By John Revill and Emma-Victoria Farr
(Reuters) -Siemens will buy Altair Engineering for $10.6 billion, the American engineering software firm said on Wednesday, as the German company seeks to strengthen its presence in the fast-growing industrial software market.
The offer price of $113 per share represents a premium of about 18.7% to Altair’s closing price on Oct. 21, a day before Reuters first reported that the company was exploring a sale.
The deal for Michigan-based Altair is Siemens’s biggest acquisition since Siemens Healthineers bought medical device maker Varian Medical Systems for $16.4 million in 2020.
Altair, whose simulation software helps predict how products would work in the real world, fits Siemens’s strategy of using its hardware and software to combine the real and digital worlds.
The German maker of trains and factory equipment has been trying to expand beyond its traditional industrial customers by boosting its digital offering to improve the performance of its production lines, trains and buildings.
The transaction is anticipated to add to Siemens’ earnings per share in about two years from the deal’s closing, which is expected in the second half of 2025.
It will also increase Siemens’ digital business revenue by about 8%, adding approximately 600 million euros ($651.36 million) to the company’s digital business revenue in fiscal 2023.
The transaction would have a revenue impact of about $500 million per year in the mid-term and more than $1 billion per year in the long term, Siemens said.
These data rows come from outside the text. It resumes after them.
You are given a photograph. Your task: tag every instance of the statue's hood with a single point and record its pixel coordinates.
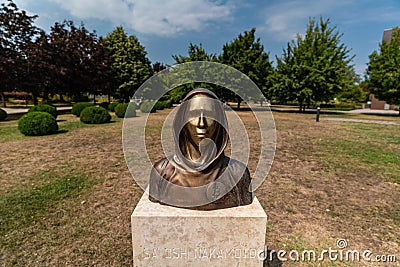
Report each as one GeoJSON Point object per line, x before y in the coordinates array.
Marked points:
{"type": "Point", "coordinates": [220, 137]}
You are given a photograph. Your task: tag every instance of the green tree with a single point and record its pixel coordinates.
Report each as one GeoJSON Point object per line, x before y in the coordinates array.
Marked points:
{"type": "Point", "coordinates": [246, 54]}
{"type": "Point", "coordinates": [129, 63]}
{"type": "Point", "coordinates": [195, 53]}
{"type": "Point", "coordinates": [314, 68]}
{"type": "Point", "coordinates": [383, 73]}
{"type": "Point", "coordinates": [16, 34]}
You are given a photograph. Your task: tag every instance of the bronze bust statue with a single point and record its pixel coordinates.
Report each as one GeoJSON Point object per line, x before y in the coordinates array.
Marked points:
{"type": "Point", "coordinates": [199, 175]}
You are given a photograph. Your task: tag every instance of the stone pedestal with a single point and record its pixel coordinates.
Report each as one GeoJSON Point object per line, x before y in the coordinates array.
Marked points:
{"type": "Point", "coordinates": [168, 236]}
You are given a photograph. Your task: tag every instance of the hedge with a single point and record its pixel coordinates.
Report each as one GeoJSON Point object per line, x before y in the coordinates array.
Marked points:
{"type": "Point", "coordinates": [78, 107]}
{"type": "Point", "coordinates": [52, 110]}
{"type": "Point", "coordinates": [127, 110]}
{"type": "Point", "coordinates": [95, 115]}
{"type": "Point", "coordinates": [37, 123]}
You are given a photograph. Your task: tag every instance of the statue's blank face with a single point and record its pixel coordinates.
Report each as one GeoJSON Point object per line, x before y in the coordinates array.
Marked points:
{"type": "Point", "coordinates": [201, 111]}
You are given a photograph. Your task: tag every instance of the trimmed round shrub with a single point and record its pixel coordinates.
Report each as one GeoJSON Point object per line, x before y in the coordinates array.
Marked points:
{"type": "Point", "coordinates": [104, 105]}
{"type": "Point", "coordinates": [95, 115]}
{"type": "Point", "coordinates": [78, 107]}
{"type": "Point", "coordinates": [146, 107]}
{"type": "Point", "coordinates": [112, 105]}
{"type": "Point", "coordinates": [162, 104]}
{"type": "Point", "coordinates": [37, 123]}
{"type": "Point", "coordinates": [125, 110]}
{"type": "Point", "coordinates": [3, 114]}
{"type": "Point", "coordinates": [52, 110]}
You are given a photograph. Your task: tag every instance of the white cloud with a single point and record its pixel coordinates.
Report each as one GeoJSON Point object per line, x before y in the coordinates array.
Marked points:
{"type": "Point", "coordinates": [285, 20]}
{"type": "Point", "coordinates": [159, 17]}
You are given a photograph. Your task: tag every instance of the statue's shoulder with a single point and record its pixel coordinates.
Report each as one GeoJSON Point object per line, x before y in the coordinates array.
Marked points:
{"type": "Point", "coordinates": [164, 167]}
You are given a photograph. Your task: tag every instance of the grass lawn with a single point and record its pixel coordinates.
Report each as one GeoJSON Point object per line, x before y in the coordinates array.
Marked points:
{"type": "Point", "coordinates": [66, 199]}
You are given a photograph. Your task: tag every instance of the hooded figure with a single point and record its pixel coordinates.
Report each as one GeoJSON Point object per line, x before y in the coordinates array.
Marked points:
{"type": "Point", "coordinates": [199, 175]}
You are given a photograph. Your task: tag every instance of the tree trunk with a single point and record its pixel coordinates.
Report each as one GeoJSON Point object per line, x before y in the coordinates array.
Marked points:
{"type": "Point", "coordinates": [3, 100]}
{"type": "Point", "coordinates": [301, 105]}
{"type": "Point", "coordinates": [35, 101]}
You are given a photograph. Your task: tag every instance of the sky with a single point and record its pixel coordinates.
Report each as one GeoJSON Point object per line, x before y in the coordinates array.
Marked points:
{"type": "Point", "coordinates": [166, 27]}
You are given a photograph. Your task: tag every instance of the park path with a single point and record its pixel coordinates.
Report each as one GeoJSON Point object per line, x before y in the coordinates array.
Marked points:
{"type": "Point", "coordinates": [362, 120]}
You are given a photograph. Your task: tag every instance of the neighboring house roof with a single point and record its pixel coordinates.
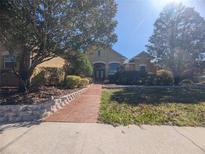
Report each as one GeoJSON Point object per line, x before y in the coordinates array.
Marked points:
{"type": "Point", "coordinates": [142, 54]}
{"type": "Point", "coordinates": [56, 62]}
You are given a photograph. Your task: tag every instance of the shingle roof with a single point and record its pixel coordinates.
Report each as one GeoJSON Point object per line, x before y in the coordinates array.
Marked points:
{"type": "Point", "coordinates": [143, 53]}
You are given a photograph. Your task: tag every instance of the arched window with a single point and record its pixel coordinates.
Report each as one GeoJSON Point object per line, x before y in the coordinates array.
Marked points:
{"type": "Point", "coordinates": [113, 68]}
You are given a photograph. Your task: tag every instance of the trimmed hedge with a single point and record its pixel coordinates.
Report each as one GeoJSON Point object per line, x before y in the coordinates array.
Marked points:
{"type": "Point", "coordinates": [73, 81]}
{"type": "Point", "coordinates": [163, 77]}
{"type": "Point", "coordinates": [48, 76]}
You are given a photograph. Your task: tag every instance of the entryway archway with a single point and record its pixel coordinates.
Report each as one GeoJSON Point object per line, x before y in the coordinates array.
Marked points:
{"type": "Point", "coordinates": [99, 72]}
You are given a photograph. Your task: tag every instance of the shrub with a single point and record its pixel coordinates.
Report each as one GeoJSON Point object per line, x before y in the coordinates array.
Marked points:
{"type": "Point", "coordinates": [84, 82]}
{"type": "Point", "coordinates": [72, 81]}
{"type": "Point", "coordinates": [165, 77]}
{"type": "Point", "coordinates": [48, 76]}
{"type": "Point", "coordinates": [38, 79]}
{"type": "Point", "coordinates": [90, 80]}
{"type": "Point", "coordinates": [186, 82]}
{"type": "Point", "coordinates": [151, 79]}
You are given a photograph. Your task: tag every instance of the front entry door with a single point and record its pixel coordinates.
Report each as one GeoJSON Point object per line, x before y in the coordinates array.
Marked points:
{"type": "Point", "coordinates": [99, 72]}
{"type": "Point", "coordinates": [99, 75]}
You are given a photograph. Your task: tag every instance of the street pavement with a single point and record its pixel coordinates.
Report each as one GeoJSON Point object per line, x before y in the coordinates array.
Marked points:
{"type": "Point", "coordinates": [93, 138]}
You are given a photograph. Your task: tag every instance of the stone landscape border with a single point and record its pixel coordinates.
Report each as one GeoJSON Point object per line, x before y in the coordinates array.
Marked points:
{"type": "Point", "coordinates": [23, 113]}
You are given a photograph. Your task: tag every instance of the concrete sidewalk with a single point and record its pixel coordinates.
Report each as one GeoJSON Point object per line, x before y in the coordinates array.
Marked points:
{"type": "Point", "coordinates": [84, 138]}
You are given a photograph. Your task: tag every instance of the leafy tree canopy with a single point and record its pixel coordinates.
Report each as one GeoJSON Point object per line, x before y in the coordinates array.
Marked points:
{"type": "Point", "coordinates": [178, 38]}
{"type": "Point", "coordinates": [43, 29]}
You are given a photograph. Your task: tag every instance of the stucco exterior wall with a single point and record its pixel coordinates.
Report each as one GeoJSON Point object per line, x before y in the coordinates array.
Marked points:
{"type": "Point", "coordinates": [107, 56]}
{"type": "Point", "coordinates": [150, 67]}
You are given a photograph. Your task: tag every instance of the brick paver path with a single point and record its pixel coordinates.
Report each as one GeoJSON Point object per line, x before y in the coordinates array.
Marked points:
{"type": "Point", "coordinates": [83, 109]}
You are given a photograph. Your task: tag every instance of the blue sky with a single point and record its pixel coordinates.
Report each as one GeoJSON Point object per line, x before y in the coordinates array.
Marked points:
{"type": "Point", "coordinates": [135, 22]}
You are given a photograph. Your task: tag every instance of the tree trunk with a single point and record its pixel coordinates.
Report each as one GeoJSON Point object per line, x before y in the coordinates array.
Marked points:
{"type": "Point", "coordinates": [24, 72]}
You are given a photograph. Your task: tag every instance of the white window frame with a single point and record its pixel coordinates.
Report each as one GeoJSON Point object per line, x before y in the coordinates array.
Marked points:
{"type": "Point", "coordinates": [8, 59]}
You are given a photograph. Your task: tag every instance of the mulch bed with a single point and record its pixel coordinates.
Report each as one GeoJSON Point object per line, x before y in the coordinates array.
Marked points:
{"type": "Point", "coordinates": [35, 96]}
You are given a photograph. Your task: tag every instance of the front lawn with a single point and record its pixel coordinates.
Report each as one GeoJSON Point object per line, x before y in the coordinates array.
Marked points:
{"type": "Point", "coordinates": [167, 106]}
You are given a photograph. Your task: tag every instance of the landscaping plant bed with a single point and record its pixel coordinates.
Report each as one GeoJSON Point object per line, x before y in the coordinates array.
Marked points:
{"type": "Point", "coordinates": [35, 96]}
{"type": "Point", "coordinates": [155, 106]}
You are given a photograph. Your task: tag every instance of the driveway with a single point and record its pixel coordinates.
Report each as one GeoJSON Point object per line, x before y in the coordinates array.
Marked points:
{"type": "Point", "coordinates": [93, 138]}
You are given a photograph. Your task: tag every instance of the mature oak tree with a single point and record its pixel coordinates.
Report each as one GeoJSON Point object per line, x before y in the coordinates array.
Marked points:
{"type": "Point", "coordinates": [43, 29]}
{"type": "Point", "coordinates": [178, 39]}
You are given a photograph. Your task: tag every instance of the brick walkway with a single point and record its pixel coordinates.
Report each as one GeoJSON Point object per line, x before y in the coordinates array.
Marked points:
{"type": "Point", "coordinates": [83, 109]}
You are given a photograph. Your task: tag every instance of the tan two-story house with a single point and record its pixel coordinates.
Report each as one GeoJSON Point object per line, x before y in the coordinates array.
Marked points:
{"type": "Point", "coordinates": [108, 61]}
{"type": "Point", "coordinates": [105, 62]}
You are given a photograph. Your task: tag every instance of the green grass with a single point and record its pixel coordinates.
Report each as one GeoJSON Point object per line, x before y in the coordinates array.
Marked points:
{"type": "Point", "coordinates": [167, 106]}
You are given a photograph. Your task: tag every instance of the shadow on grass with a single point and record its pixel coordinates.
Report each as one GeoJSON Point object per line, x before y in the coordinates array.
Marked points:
{"type": "Point", "coordinates": [156, 95]}
{"type": "Point", "coordinates": [9, 126]}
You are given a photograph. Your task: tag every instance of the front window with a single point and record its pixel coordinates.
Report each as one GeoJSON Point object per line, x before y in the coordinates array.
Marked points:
{"type": "Point", "coordinates": [113, 68]}
{"type": "Point", "coordinates": [9, 61]}
{"type": "Point", "coordinates": [99, 53]}
{"type": "Point", "coordinates": [142, 68]}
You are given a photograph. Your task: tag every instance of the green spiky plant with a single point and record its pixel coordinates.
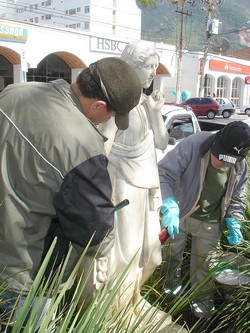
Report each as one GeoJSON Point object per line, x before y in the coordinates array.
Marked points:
{"type": "Point", "coordinates": [64, 313]}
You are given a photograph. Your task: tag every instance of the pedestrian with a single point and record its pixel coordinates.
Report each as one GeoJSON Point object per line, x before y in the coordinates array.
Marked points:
{"type": "Point", "coordinates": [53, 175]}
{"type": "Point", "coordinates": [203, 184]}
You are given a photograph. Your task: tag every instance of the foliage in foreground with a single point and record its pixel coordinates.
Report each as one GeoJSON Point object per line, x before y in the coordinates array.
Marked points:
{"type": "Point", "coordinates": [65, 314]}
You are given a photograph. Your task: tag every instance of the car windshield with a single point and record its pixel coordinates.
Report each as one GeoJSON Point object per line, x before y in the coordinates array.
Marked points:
{"type": "Point", "coordinates": [181, 128]}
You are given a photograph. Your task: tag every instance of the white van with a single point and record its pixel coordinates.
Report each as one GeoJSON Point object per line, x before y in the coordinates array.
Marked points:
{"type": "Point", "coordinates": [180, 123]}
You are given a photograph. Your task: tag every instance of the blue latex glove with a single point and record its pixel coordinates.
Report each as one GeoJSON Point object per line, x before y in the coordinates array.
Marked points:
{"type": "Point", "coordinates": [170, 215]}
{"type": "Point", "coordinates": [235, 235]}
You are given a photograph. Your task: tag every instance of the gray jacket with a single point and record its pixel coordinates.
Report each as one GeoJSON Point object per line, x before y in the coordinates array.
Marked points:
{"type": "Point", "coordinates": [53, 168]}
{"type": "Point", "coordinates": [182, 172]}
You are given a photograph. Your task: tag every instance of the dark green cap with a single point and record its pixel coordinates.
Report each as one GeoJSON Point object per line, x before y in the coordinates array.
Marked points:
{"type": "Point", "coordinates": [120, 84]}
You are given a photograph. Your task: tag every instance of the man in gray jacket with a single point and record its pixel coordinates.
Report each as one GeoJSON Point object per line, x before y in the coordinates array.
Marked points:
{"type": "Point", "coordinates": [203, 184]}
{"type": "Point", "coordinates": [53, 175]}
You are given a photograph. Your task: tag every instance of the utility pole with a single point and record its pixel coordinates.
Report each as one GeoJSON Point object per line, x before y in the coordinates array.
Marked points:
{"type": "Point", "coordinates": [180, 53]}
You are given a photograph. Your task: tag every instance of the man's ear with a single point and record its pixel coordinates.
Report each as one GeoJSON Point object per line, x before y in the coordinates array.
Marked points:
{"type": "Point", "coordinates": [99, 106]}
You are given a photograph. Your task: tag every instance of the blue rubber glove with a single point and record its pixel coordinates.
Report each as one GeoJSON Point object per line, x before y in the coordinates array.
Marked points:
{"type": "Point", "coordinates": [170, 216]}
{"type": "Point", "coordinates": [235, 235]}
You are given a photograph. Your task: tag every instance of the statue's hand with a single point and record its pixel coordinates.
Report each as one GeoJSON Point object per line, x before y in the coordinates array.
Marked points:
{"type": "Point", "coordinates": [155, 101]}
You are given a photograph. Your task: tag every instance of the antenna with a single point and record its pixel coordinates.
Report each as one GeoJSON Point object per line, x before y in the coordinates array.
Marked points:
{"type": "Point", "coordinates": [219, 45]}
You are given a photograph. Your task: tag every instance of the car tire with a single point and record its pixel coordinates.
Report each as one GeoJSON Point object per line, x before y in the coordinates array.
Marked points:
{"type": "Point", "coordinates": [210, 114]}
{"type": "Point", "coordinates": [226, 114]}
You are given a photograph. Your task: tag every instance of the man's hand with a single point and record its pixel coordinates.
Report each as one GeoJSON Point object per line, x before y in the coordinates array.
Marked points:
{"type": "Point", "coordinates": [170, 216]}
{"type": "Point", "coordinates": [235, 235]}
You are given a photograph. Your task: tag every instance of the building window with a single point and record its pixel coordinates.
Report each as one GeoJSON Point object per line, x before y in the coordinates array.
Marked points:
{"type": "Point", "coordinates": [72, 11]}
{"type": "Point", "coordinates": [50, 68]}
{"type": "Point", "coordinates": [236, 88]}
{"type": "Point", "coordinates": [207, 86]}
{"type": "Point", "coordinates": [221, 87]}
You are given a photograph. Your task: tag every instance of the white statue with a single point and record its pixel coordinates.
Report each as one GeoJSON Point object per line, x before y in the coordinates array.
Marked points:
{"type": "Point", "coordinates": [134, 176]}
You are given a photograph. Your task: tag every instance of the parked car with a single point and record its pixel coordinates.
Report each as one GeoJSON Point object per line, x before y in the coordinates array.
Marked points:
{"type": "Point", "coordinates": [180, 122]}
{"type": "Point", "coordinates": [227, 106]}
{"type": "Point", "coordinates": [204, 106]}
{"type": "Point", "coordinates": [245, 109]}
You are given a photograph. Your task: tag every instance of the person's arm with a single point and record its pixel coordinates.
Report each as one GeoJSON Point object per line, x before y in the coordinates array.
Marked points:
{"type": "Point", "coordinates": [154, 104]}
{"type": "Point", "coordinates": [83, 204]}
{"type": "Point", "coordinates": [238, 200]}
{"type": "Point", "coordinates": [236, 209]}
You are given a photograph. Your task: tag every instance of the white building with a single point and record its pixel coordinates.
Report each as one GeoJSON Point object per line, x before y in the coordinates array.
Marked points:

Siemens competes with Rockwell Automation, Emerson Electric and ABB in the industrial software market which is currently worth an estimated $21.5 billion annually.
Industrial automation is one of the core businesses within Siemens. CEO Roland Busch has said he wants to expand the software side of the business, although he has previously said he preferred small deals.
CFO Ralf Thomas said in an interview last month that Siemens wanted to gain a stronger foothold in factory automation in the United States to offset weakness in China, adding that Siemens was interested in software acquisitions.
Separately, Altair reported a 13% rise in third-quarter on revenue to $151.5 million.
Engineering software companies have become attractive acquisition targets as investors bet on companies that could benefit from the boom in artificial intelligence.
In January, chip-design company Synopsys agreed to buy design software firm Ansys in a $35 billion cash-and-stock deal.